La grâce du 14 Juillet ne concernera pas les auteurs de violences sexuelles ou racistes
LEMONDE.FR | 12.07.04 | 19h35
Pour la première fois, les personnes lourdement condamnées pour des délits racistes ou pour des actes de violence sexuelle ne bénéficieront pas de la grâce présidentielle. Cette décision intervient peu après l'agression à caractère antisémite survenue vendredi 9 juillet dans le RER D, et dans le contexte des affaires Bodein et Fourniret.

Alors que les prisons connaissent une surpopulation record - 63 652 détenus pour 49 595 places - le gouvernement, qui avait la possiblité d'utiliser les grâces pour les désengorger, a préféré prendre une mesure dont il affirme qu'elle touchera un nombre de détenus sensiblement identique aux autres années.
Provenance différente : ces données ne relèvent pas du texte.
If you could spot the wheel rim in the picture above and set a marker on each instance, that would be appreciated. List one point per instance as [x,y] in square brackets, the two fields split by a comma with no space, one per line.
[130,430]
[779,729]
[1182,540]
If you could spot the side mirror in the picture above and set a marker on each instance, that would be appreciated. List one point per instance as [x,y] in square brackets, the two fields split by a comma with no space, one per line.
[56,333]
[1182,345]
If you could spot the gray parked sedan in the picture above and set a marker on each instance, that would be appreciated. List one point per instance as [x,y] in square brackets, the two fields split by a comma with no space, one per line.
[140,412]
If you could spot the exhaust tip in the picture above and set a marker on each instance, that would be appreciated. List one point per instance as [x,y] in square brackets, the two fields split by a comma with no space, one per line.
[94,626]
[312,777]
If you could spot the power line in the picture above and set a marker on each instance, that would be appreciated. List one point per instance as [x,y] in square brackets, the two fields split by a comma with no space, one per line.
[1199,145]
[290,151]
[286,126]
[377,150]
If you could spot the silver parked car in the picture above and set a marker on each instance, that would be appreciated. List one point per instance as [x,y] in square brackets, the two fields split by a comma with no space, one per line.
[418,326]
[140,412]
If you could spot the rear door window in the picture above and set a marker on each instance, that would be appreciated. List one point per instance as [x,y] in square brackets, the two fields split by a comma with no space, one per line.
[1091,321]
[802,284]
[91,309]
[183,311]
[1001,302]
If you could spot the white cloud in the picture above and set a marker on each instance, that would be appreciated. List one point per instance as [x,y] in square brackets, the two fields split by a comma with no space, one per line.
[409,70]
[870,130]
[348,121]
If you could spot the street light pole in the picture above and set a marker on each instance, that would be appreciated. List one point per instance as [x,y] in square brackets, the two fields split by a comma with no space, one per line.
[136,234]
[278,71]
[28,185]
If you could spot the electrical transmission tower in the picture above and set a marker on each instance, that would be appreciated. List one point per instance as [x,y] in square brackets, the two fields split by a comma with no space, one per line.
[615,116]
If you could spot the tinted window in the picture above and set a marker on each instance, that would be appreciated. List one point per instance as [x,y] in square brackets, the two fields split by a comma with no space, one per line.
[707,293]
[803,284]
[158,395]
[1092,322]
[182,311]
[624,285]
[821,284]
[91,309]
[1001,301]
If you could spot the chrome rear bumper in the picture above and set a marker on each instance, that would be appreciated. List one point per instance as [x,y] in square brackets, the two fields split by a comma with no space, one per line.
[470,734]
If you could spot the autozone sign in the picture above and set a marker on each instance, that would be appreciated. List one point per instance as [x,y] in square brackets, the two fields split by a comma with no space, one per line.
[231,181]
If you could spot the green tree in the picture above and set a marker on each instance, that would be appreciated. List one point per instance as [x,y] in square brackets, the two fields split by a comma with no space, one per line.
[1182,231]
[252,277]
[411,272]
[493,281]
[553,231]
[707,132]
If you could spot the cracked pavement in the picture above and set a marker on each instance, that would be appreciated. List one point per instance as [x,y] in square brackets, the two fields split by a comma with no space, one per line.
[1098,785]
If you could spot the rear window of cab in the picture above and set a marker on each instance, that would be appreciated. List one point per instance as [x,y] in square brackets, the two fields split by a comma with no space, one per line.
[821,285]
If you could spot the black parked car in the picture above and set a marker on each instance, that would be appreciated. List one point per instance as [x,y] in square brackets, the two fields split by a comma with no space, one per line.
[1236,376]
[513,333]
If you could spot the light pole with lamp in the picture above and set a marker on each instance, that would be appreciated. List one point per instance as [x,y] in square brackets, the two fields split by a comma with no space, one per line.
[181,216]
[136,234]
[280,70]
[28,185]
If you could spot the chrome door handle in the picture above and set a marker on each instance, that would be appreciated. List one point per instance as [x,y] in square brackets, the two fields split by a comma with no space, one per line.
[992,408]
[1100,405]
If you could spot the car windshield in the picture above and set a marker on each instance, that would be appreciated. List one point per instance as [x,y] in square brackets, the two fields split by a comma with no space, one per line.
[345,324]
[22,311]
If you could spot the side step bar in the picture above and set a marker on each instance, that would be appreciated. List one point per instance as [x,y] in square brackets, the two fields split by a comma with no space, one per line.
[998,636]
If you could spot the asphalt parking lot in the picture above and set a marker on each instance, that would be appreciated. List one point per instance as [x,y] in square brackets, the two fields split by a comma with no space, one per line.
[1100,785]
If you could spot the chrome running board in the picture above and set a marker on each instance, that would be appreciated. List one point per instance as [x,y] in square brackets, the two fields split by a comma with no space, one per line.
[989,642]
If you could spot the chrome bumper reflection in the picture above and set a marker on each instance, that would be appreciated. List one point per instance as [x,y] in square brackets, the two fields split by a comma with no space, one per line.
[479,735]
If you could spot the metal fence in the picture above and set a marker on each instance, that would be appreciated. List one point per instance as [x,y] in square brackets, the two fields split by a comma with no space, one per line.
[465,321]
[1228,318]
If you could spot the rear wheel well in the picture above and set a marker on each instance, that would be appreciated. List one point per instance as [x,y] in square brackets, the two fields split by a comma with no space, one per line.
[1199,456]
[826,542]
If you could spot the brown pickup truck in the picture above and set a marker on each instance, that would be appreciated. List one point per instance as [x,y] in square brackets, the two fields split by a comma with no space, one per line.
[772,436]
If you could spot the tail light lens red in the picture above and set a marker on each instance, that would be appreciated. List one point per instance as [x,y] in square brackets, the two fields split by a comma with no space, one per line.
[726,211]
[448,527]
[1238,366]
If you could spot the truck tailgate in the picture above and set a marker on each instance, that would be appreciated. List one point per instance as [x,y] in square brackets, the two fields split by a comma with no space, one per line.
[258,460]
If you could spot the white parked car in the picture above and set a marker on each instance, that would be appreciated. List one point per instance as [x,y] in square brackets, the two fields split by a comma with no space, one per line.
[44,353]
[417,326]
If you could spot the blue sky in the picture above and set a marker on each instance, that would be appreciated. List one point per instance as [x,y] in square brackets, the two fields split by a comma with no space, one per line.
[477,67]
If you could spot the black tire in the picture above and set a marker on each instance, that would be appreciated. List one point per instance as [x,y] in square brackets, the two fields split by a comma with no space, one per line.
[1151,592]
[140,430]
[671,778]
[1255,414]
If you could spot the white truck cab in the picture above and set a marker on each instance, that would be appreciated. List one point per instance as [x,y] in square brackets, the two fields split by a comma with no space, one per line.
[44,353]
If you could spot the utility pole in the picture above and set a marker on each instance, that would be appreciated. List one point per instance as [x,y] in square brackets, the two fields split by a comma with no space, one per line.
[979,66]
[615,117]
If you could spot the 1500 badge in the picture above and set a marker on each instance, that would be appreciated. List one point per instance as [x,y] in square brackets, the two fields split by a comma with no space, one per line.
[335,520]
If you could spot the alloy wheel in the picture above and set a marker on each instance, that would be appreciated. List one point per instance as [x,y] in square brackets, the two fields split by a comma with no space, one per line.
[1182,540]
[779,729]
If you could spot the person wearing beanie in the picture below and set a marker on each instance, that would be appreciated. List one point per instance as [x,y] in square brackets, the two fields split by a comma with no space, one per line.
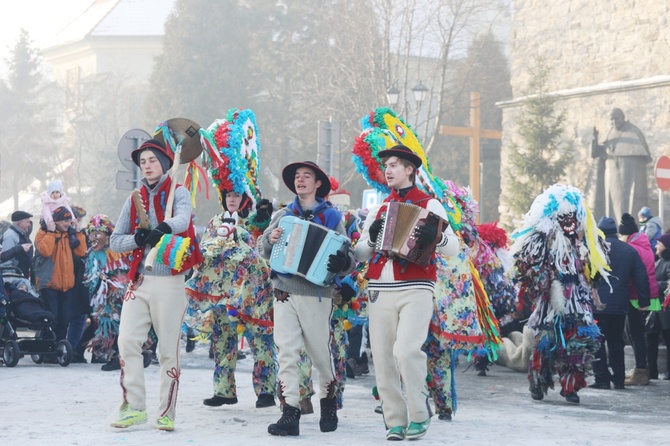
[53,198]
[17,249]
[303,310]
[650,225]
[661,319]
[636,318]
[627,266]
[56,278]
[153,297]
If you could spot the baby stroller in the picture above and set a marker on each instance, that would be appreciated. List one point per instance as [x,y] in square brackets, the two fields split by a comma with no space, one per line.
[25,324]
De source gouvernementale, on précise ainsi qu'environ 3 500 personnes pourraient sortir de prison dans les quatre mois par effet du décret de grâce. Le pourcentage des détenus condamnés exclus de la grâce passerait ainsi de 35 % en 2003 à 47 % cette année.

Cette année, pour la première fois, en plus des personnes habituellement exclues par cette mesure, le champs des délits non concernés par la grâce est étendu aux infractions de nature sexuelle s'ils ont donné lieu à une peine d'au moins 7 ans de prison, ainsi qu'aux délinquants condamnés pour des faits de racisme (insultes, profanations).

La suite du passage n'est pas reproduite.